Quantization Workflow Overview

The pre-deployment quantization workflow is similar for all intended deployment hardware: create and prepare a quantization object, calibrate, quantize, and validate. You can complete these steps at the command line or in the Deep Network Quantizer app. Both options follow the same steps, but the app provides additional visualization of the data types.

Before starting the quantization workflow, consider using the structural compression techniques of pruning and projection. For more information on compression techniques in the Deep Learning Toolbox Model Compression Library, see Reduce Memory Footprint of Deep Neural Networks.
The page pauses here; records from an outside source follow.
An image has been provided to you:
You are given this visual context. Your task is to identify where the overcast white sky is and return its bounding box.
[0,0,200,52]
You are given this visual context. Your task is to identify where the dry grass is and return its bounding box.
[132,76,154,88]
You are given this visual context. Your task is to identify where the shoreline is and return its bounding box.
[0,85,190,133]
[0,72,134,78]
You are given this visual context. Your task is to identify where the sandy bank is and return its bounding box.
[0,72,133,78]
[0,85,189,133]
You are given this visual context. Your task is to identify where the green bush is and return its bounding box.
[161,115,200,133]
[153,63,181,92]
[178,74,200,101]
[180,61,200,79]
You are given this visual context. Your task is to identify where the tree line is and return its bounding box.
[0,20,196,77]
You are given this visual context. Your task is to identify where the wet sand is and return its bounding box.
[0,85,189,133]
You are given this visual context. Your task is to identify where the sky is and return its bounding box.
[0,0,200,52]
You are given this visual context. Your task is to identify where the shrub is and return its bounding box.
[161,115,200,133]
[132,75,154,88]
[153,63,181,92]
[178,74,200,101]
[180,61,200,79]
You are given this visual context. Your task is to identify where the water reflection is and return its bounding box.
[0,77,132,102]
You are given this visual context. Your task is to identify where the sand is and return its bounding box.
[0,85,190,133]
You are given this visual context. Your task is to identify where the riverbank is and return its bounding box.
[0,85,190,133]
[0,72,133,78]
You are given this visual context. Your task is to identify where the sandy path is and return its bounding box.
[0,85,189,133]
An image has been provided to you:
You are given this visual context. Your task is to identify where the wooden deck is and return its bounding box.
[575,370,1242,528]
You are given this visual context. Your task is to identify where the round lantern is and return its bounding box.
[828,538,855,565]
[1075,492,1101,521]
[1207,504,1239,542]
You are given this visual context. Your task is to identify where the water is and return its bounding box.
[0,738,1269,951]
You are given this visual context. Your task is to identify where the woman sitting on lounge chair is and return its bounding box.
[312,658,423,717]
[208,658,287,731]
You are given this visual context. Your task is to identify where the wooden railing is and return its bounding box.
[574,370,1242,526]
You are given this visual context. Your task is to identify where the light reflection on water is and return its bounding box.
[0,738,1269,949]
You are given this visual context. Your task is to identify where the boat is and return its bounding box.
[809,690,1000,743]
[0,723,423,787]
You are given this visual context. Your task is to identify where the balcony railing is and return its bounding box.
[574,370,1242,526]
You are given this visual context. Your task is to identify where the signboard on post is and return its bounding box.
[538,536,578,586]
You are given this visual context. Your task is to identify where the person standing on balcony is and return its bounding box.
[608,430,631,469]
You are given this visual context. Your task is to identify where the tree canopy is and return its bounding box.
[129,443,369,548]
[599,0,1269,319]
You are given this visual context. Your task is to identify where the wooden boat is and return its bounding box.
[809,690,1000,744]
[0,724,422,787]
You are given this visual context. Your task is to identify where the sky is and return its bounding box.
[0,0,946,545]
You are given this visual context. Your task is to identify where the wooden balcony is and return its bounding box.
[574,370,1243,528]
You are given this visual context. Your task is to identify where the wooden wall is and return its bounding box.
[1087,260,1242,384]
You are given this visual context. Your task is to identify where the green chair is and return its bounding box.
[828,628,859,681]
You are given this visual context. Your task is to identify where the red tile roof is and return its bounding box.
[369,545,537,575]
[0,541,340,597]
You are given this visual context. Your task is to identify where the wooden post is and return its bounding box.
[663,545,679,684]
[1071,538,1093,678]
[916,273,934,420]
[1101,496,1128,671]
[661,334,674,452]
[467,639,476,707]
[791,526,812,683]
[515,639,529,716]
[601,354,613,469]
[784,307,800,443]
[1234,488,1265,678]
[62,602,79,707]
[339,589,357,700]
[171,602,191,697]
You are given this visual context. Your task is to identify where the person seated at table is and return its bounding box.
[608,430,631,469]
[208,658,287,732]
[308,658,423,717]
For information about maximum possible memory reduction and layer support for pruning, projection, and quantization for your network, analyze your network for compression in the Deep Network Designer app.

Create and Prepare Quantization Object

To start the quantization workflow, create a dlquantizer object with your deep neural network. Select the execution environment that corresponds to your deployment hardware.

For microcontrollers or CPUs, such as the ARM^® Cortex^®-M or ARM Cortex-A, select "MATLAB".
For NVIDIA^® GPUs, select "GPU".
For Intel^® or Xilinx^® FPGA boards, select "FPGA".

Prepare your network before calibration using the prepareNetwork function. Network preparation modifies your neural network to improve performance and avoid error conditions in the quantization workflow.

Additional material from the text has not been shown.